At 24 years old, Lt Alexander Burnes set out up the River Indus in charge of a flotilla of large native sailing vessels, ostensibly to escort an improbable present of five huge English dray horses from King George IV to India's most powerful independent ruler, the Maharajah Runjit Singh of Lahore. The 1000 mile river route led straight through the hostile territory of the Emirs of Scinde and spying was of course the real purpose. Burnes had already come to the attention of the British rulers of India by his explorations of the deserts and principalities of British India's North West Frontier. But for the remaining 13 years of his short life Burnes was destined to be the most famous, accomplished and ultimately tragic figure of the Great Game of Anglo-Russian rivalry for dominion in Central Asia. His life surpassed any fictional adventure story - whether shipwrecked on a hostile shore, snowblind at 17,000 feet in the Hindu Kush, swimming the mighty Oxus, riding an expiring camel in the vast sand dunes of the Karakum desert, or shooting the murderous rapids of the Kabul river, Burnes had enormous physical reserves.
He often travelled in disguise - as an Armenian horse-coper, a Persian secretary, a Hindu mystic or a Bokharan Jew, among others - aided by an amazing ability at languages, in situations where exposure could mean instant death. He stayed a month in the closed holy city of Bokhara, whilst Moorcroft and Trebeck before him and Stoddart and Connolly after him, met awful deaths trying the same thing. The climactic set piece of the Great Game is Burnes hosting Christmas Dinner, 1837 for the Russian spy Jan Prosper Vitkevitch in Kabul. Burnes was a true product of Enlightenment Scotland and on his travels spent as much time on archaeological and geological exploration and a passionate pursuit of literature and poetry of all cultures, as on his official duties. He was famously charming and charismatic, qualities shared with his uncle Robert Burns. Alexander's love life is legendary, and indeed his seductions of Afghan women have been advanced by many serious historians as a cause of the successful Afghan rebellion against British controlled rule. The truth however proves to be much more complex and interesting.

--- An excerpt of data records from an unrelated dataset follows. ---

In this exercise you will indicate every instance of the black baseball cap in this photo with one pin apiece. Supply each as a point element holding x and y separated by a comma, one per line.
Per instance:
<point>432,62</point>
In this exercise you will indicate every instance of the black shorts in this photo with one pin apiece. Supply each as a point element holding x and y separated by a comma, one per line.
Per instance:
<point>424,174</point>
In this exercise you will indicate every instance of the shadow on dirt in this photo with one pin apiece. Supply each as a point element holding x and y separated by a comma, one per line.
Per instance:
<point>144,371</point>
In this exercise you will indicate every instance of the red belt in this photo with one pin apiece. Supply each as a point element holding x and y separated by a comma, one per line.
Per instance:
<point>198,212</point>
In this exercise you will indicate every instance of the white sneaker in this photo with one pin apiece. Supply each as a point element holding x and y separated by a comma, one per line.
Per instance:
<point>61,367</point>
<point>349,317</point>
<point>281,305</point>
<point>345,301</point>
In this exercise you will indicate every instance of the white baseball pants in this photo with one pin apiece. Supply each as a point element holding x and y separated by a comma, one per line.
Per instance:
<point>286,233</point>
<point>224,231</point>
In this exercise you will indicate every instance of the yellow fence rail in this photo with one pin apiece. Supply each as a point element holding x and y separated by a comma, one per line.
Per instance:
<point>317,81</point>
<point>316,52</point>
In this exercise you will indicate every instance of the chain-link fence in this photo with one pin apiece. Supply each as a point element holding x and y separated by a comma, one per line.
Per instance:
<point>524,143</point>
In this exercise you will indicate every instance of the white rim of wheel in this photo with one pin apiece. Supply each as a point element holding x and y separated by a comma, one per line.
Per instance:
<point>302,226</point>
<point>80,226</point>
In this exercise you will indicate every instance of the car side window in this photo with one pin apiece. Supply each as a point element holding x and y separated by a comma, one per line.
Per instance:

Burnes died in 1841 a victim of the First Afghan War, which he had done everything in his power to prevent. He thought the British invasion of Afghanistan a colossal blunder and perished trying to implement a policy of which he disapproved. He had been directly requested by the Governor-General of India to accompany the expedition and felt it was his patriotic duty to assist. He thus foreshadowed the fate of many countrymen who have died nobly in useless wars in more recent times. Burnes' great popularity plummeted after his death as he became a convenient scapegoat for a disastrous war. This is the first full biography of Burnes, and the first of any kind researched from original sources. Former Ambassador to Uzbekistan Craig Murray brings to bear his own formidable knowledge of the geography and cultures of both Central Asia and of Scotland, the fruit of thousands of hours of painstaking manuscript research. Craig Murray argues that Burnes is a most unjustly neglected figure, and much published about him is simply wrong.
From the astonishing role of the small town of Montrose in ruling India through to the events of the First Afghan War, Craig Murray challenges us fundamentally to reappraise a half-forgotten heritage.